The FDA told all outpatient opioid manufacturers today they are required to submit the potential modification to the Opioid Analgesic REMS within 180 days of the date of the notification letter. The agency anticipates approval of the modified REMS in 2024.
When implemented, outpatient pharmacies and other dispensers will have the option to order prepaid mail-back envelopes from opioid manufacturers which they, in turn, can give to patients. The REMS modification also requires manufacturers to develop materials to educate patients about the safe disposal of opioid analgesics.
The agency indicated that many patients wind up with unused opioids after surgery, and some children and adults use that avenue to gain access to opioids through friends or relatives. A recent study reported that 9.7 million kids and adults used prescription painkillers for non-medical purposes in 2019, and nearly 50,000 accidental opioid exposures occurred from 2010 to 2018.
"Data show educating patients about disposal options may increase the disposal rate of unused opioids and that providing a disposal option along with education could further increase that rate," the FDA said.

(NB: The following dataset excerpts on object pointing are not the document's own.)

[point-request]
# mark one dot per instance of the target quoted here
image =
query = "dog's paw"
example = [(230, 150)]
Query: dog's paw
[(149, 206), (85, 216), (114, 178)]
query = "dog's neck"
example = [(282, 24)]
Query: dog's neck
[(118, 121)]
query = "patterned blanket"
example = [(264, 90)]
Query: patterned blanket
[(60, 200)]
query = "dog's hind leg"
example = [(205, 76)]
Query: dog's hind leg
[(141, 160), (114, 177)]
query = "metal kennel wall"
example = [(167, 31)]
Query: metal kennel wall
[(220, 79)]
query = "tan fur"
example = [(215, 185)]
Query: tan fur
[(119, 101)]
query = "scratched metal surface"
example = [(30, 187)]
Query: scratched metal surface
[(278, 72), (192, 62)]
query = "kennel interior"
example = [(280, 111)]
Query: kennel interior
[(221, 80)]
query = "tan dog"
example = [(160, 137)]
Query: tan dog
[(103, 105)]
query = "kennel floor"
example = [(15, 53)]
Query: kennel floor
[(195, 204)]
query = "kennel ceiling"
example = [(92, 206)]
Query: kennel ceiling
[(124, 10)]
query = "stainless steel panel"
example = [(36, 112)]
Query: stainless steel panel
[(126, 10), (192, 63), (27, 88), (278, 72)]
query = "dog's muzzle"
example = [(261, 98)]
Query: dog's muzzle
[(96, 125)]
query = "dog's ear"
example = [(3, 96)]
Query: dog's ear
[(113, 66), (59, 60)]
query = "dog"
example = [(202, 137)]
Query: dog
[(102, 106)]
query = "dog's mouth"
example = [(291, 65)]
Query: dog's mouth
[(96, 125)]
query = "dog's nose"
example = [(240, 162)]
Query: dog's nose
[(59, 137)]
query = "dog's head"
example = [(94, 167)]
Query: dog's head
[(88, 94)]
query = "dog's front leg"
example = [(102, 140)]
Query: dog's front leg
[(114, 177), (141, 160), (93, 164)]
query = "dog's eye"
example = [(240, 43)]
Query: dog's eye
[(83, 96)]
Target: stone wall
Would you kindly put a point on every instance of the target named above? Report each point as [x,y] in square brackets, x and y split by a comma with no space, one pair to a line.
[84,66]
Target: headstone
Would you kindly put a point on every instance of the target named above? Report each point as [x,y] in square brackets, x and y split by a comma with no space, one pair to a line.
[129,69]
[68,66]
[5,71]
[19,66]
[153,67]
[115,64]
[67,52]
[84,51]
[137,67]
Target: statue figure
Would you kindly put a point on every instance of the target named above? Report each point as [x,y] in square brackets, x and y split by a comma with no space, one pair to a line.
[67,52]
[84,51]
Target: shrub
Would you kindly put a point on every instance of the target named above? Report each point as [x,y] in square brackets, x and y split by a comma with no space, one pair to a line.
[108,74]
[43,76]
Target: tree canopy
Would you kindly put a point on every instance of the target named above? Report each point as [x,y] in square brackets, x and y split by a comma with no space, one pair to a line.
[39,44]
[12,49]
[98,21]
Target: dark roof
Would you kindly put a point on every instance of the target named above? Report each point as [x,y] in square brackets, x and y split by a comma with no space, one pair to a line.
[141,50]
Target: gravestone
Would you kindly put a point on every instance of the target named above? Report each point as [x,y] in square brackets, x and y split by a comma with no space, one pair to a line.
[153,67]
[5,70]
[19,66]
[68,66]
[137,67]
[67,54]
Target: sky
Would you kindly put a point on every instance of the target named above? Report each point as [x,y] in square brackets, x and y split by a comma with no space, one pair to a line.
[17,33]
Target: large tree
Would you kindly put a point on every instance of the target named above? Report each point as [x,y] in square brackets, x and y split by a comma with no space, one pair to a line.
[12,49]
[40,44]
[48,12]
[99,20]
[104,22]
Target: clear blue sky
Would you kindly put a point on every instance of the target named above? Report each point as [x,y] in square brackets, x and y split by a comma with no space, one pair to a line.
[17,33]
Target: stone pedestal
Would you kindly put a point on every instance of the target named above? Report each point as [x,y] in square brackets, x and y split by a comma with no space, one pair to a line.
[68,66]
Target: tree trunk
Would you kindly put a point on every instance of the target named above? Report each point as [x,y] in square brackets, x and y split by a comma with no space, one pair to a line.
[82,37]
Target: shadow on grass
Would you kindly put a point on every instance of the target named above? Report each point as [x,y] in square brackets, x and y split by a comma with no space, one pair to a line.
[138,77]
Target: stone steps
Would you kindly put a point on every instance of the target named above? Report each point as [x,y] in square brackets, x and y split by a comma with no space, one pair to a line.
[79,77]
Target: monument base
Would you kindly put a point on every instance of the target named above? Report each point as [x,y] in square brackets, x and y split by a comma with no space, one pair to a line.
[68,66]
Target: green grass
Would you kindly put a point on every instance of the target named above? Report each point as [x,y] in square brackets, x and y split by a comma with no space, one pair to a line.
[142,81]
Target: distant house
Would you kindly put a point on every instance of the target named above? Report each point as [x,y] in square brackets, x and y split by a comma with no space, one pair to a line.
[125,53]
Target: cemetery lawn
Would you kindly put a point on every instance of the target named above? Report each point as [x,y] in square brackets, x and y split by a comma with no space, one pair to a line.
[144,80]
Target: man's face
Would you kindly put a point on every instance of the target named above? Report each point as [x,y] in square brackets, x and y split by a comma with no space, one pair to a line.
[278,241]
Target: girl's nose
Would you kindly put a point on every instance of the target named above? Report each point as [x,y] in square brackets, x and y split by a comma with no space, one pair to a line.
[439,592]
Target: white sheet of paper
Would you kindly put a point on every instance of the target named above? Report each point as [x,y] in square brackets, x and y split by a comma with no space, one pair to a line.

Multiple mail-back envelope programs currently operate in the U.S. and mail-back envelopes are commercially available. There are long-standing regulations and policies in place under the DEA and U.S. Postal Service to ensure mail-back envelopes are nondescript, fit for this purpose, and can safely and securely transport unused medicines to a location where they will be destroyed, the agency noted.
The FDA also is exploring whether manufacturers of opioid analgesics should be required to make in-home disposal products available to patients. The agency issued a Federal Register Notice today to seek public comments to help the agency assess in-home disposal methods.